Das Berufungsurteil war deshalb aufzuheben und die Sache an das Berufungsgericht zurückzuverweisen, damit es die insoweit erforderlichen Feststellungen treffen konnte. Es wird dabei zu beachten haben, dass die Beklagte die Beweislast dafür trägt, dass sie ihrer Abrechnung die üblichen Preise der Firma E zugrunde gelegt hat und es dem Kläger deshalb zumutbar war, die ihm aufgezeigte günstigere und gleichwertige Reparaturmöglichkeit bei der Firma E wahrzunehmen.
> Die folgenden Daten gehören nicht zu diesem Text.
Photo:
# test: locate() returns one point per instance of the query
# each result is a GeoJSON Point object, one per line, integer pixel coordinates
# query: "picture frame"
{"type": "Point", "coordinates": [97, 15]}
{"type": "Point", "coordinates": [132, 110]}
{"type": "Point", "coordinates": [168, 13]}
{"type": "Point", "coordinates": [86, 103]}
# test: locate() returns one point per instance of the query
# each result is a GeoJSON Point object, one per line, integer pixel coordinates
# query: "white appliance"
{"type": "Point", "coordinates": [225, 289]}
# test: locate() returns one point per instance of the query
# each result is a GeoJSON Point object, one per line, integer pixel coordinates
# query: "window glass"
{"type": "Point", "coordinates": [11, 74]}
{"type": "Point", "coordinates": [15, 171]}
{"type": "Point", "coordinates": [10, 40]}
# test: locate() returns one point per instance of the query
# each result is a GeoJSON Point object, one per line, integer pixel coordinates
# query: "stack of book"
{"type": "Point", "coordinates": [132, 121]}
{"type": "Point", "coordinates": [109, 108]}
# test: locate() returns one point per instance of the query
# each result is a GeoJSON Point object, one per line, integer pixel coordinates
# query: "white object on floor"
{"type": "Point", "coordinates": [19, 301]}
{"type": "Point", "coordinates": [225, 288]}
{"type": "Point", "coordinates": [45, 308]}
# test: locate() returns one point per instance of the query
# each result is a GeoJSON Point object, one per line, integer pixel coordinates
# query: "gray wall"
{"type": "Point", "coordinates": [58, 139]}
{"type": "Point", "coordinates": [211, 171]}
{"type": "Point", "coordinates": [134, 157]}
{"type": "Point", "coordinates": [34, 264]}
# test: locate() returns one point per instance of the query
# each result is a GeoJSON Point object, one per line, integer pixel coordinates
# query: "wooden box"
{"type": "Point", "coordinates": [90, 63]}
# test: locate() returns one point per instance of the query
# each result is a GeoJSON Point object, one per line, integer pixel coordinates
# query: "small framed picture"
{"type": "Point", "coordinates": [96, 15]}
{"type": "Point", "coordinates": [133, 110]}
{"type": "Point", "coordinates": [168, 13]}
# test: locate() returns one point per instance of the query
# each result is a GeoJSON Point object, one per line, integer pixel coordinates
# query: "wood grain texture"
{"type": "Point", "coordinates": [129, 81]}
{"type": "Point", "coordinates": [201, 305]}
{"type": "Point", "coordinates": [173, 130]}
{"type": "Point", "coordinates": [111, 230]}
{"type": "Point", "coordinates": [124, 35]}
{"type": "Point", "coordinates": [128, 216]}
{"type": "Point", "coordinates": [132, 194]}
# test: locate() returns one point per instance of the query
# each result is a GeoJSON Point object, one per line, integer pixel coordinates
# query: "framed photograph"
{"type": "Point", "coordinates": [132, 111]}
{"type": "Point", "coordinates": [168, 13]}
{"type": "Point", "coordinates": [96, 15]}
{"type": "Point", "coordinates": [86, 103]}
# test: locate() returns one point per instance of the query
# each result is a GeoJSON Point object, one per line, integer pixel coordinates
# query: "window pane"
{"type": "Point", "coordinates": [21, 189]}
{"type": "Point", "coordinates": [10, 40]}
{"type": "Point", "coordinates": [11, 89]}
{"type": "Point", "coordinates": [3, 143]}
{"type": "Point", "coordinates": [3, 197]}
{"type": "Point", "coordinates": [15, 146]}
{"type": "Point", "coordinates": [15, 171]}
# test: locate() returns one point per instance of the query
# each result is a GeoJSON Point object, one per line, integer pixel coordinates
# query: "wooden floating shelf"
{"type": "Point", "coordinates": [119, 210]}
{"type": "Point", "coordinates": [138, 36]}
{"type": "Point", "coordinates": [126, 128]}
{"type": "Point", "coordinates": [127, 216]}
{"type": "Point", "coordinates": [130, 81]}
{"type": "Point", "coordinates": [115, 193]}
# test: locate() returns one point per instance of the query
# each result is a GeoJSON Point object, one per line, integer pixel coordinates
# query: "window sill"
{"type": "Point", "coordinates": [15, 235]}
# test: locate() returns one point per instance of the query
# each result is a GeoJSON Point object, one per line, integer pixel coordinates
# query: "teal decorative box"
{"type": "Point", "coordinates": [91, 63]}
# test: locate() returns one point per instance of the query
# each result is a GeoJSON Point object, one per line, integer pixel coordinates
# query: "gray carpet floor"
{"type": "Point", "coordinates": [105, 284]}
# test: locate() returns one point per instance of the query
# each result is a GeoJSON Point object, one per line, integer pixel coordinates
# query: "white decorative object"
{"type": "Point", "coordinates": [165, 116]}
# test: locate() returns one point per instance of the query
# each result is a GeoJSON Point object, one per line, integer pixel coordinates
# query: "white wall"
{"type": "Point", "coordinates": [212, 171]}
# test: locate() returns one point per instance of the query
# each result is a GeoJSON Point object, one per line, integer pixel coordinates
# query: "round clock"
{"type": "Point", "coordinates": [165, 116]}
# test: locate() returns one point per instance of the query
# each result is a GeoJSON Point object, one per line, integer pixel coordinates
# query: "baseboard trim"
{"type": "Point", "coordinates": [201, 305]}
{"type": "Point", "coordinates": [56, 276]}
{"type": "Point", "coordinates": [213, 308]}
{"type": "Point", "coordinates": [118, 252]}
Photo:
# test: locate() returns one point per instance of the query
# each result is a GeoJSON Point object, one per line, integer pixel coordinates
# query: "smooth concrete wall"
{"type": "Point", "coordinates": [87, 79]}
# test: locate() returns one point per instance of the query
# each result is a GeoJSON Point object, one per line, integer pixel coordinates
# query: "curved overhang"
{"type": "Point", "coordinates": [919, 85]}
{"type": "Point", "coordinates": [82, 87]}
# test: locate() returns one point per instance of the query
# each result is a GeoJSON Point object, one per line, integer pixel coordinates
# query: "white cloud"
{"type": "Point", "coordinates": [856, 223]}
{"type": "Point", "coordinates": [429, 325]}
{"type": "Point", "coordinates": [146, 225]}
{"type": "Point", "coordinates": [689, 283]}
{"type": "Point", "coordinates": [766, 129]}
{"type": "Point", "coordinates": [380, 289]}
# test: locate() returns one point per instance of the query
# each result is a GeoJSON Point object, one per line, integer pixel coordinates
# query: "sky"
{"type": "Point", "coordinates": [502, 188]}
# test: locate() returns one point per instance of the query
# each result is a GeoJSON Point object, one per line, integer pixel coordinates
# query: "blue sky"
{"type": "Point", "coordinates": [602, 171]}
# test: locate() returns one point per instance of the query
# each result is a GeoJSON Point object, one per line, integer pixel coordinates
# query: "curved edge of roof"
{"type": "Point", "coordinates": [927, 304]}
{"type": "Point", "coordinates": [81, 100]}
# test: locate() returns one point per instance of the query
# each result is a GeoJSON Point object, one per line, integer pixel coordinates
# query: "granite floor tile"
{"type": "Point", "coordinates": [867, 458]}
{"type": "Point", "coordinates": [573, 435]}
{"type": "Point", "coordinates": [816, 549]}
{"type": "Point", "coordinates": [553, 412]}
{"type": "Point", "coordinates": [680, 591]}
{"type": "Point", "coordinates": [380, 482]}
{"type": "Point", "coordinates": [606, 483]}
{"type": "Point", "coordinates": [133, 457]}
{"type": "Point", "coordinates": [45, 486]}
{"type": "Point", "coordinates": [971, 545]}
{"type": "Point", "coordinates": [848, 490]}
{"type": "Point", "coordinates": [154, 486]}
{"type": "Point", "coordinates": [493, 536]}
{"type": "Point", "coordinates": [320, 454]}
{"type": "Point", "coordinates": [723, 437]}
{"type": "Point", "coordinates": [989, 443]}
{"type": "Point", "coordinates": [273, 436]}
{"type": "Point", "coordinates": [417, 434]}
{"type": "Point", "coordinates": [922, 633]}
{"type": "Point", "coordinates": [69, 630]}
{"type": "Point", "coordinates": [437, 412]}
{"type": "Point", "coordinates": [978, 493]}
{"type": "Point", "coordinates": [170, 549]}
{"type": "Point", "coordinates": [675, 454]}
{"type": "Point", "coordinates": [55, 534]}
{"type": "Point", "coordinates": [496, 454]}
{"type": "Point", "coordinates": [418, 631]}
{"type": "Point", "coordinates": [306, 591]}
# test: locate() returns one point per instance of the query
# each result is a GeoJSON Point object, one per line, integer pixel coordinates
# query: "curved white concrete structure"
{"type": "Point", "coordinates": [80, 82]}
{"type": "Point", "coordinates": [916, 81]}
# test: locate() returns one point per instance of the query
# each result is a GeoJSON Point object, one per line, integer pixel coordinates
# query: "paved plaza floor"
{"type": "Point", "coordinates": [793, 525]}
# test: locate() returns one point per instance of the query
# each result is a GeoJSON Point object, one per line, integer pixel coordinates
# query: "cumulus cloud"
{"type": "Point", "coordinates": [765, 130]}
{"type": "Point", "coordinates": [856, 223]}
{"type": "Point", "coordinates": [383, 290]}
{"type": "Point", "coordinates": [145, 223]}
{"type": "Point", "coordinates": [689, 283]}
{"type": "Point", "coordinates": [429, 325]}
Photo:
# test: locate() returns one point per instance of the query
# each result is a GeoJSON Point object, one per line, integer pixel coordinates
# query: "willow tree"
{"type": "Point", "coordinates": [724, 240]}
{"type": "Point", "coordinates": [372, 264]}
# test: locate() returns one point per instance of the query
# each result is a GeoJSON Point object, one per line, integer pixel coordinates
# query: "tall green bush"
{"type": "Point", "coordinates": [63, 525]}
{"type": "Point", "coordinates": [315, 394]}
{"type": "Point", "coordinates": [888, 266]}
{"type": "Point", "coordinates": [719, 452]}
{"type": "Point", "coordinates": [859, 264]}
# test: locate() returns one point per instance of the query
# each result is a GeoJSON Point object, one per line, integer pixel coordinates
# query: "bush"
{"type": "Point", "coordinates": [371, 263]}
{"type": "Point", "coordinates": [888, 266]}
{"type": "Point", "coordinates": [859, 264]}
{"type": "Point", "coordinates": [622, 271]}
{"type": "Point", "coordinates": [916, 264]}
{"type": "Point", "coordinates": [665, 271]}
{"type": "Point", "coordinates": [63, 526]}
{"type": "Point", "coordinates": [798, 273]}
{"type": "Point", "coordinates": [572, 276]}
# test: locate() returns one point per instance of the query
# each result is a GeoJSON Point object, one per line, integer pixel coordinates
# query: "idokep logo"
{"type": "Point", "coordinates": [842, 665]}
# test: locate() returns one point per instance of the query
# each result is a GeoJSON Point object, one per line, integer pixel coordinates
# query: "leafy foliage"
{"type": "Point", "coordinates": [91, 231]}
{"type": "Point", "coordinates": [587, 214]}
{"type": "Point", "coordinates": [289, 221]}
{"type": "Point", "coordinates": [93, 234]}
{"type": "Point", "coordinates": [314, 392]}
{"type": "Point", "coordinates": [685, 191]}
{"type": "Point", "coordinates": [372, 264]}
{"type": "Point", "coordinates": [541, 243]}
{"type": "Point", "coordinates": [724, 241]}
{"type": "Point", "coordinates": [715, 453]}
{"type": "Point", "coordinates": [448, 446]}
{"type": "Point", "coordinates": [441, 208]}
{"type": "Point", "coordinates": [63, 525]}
Dies entspricht dem Grundsatz, dass der Schädiger die Tatsachen zu beweisen hat, aus denen sich ein Verstoß gegen die Schadensminderungspflicht im Sinne des § 254 Abs. 2 BGB ergibt (Senatsurt. v. 20.10.2009 – VI ZR 53/09, a.a.O., Rn 9).

 

Rz. 46

Bei der neuen Verhandlung wird das Berufungsgericht ferner dem Kläger Gelegenheit zur Konkretisierung seiner pauschalen Behauptung zu geben haben, er habe sein Fahrzeug bei der Mercedes-Benz-Niederlassung in H gekauft und es dort auch stets warten und reparieren lassen. Zwar kann es für den Geschädigten auch bei älteren Kraftfahrzeugen unzumutbar sein, sich auf eine technisch gleichwertige Reparaturmöglichkeit außerhalb der markengebundenen Fachwerkstatt verweisen zu lassen. Dies kann insbesondere dann der Fall sein, ...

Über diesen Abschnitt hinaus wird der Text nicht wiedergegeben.